Rare reports have been made describing UFOs sucking up water into their ships.

The witnesses seeing water rising into the sky during the Michigan incident reminded me of a report I saw on the “After Disclosure” episode of the Netflix series “Top Secret UFO Projects Declassified.”

An investigative journalist named Chase Kloetzke was doing a story on the discovery of previously-unknown ancient pyramids near Pisco, Peru. The Pisco area of Peru is famously known to be a UFO hotspot.

Kloetzke met with the mayor of Pisco, Juan Mendoza Uribe, out in the field near a dried up lake bed near Pisco in January of 2015.

Uribe told her, “There used to be a grand lake there, but the UFOs keep coming down and they steal all their water.” He was concerned for the local farmers who needed the water for their crops and livestock.

Kloetzke was surprised when she realized that Uribe was quite serious and he was sincerely hoping that she as an investigative journalist could help them somehow.

“I want you to help me tell them (the UFOs) to stop taking our water,” Uribe told her, and she was struck by how the existence of UFOs was so matter-of-factly accepted in the region.

“It just struck me that he was so open with this. A UFO came down and just took their water, and he was angry about that and he wanted someone to communicate that,” said Kloetzke.

Those of you who have read our book, know that we believe aliens reside here on earth in underground bases. We believe this Michigan incident is an example of the aliens acquiring a huge amount of freshwater. We believe they literally made a water run.

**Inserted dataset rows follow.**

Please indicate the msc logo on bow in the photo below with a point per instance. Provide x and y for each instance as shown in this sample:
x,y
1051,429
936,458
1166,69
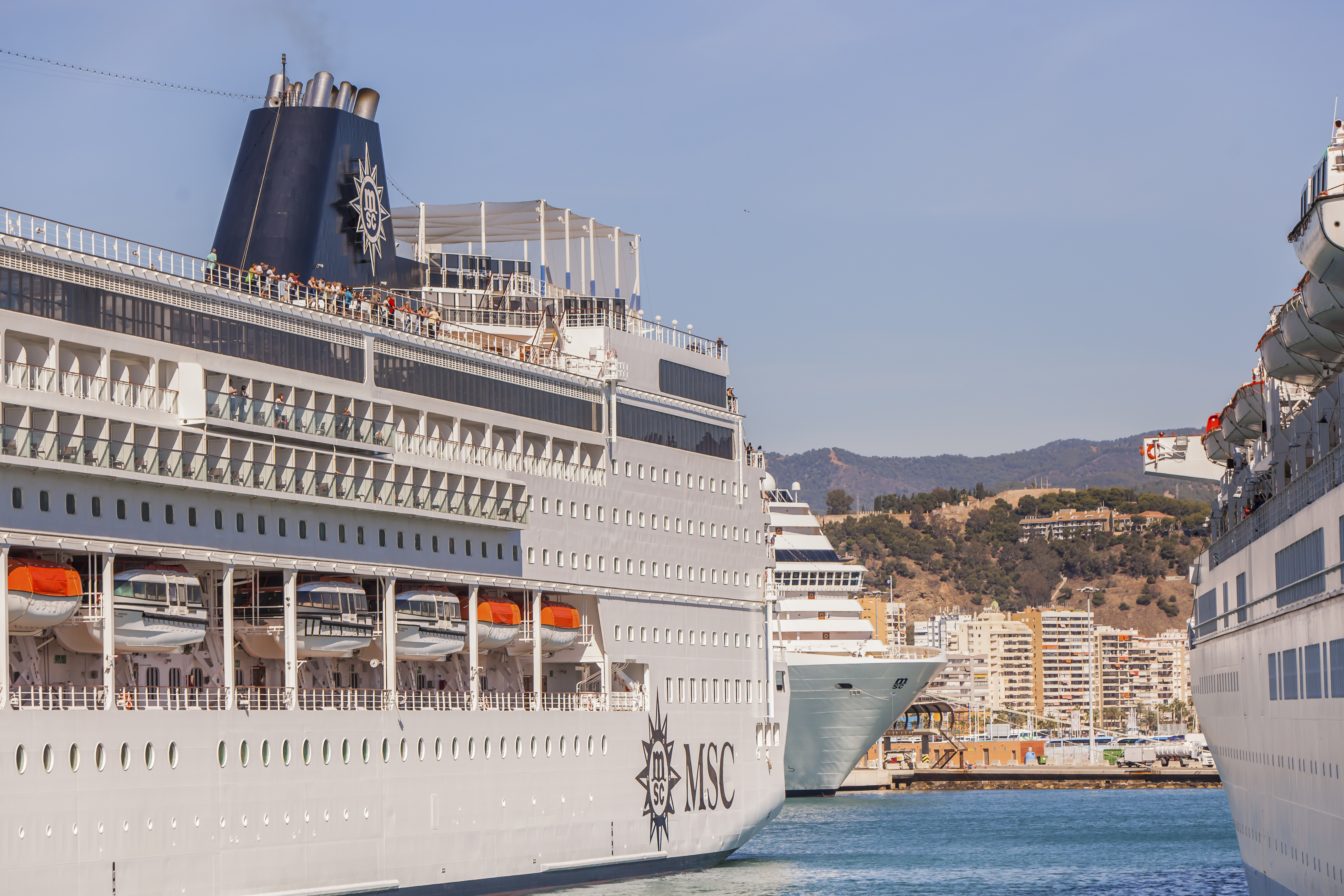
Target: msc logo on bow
x,y
658,778
369,210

Living here full time as we believe they do, they would need a regular source of drinking water. If these sources were to run low, they would need to supplement their supply.

We think this is the reason the UFOs conducted a triangulated search of the lake until they found an ice-free area in the middle, was because they were looking for liquid water to take. This is why the ships stopped in the middle of the lake and hovered there for over an hour. This is why witnesses saw a tower of water rising into the sky.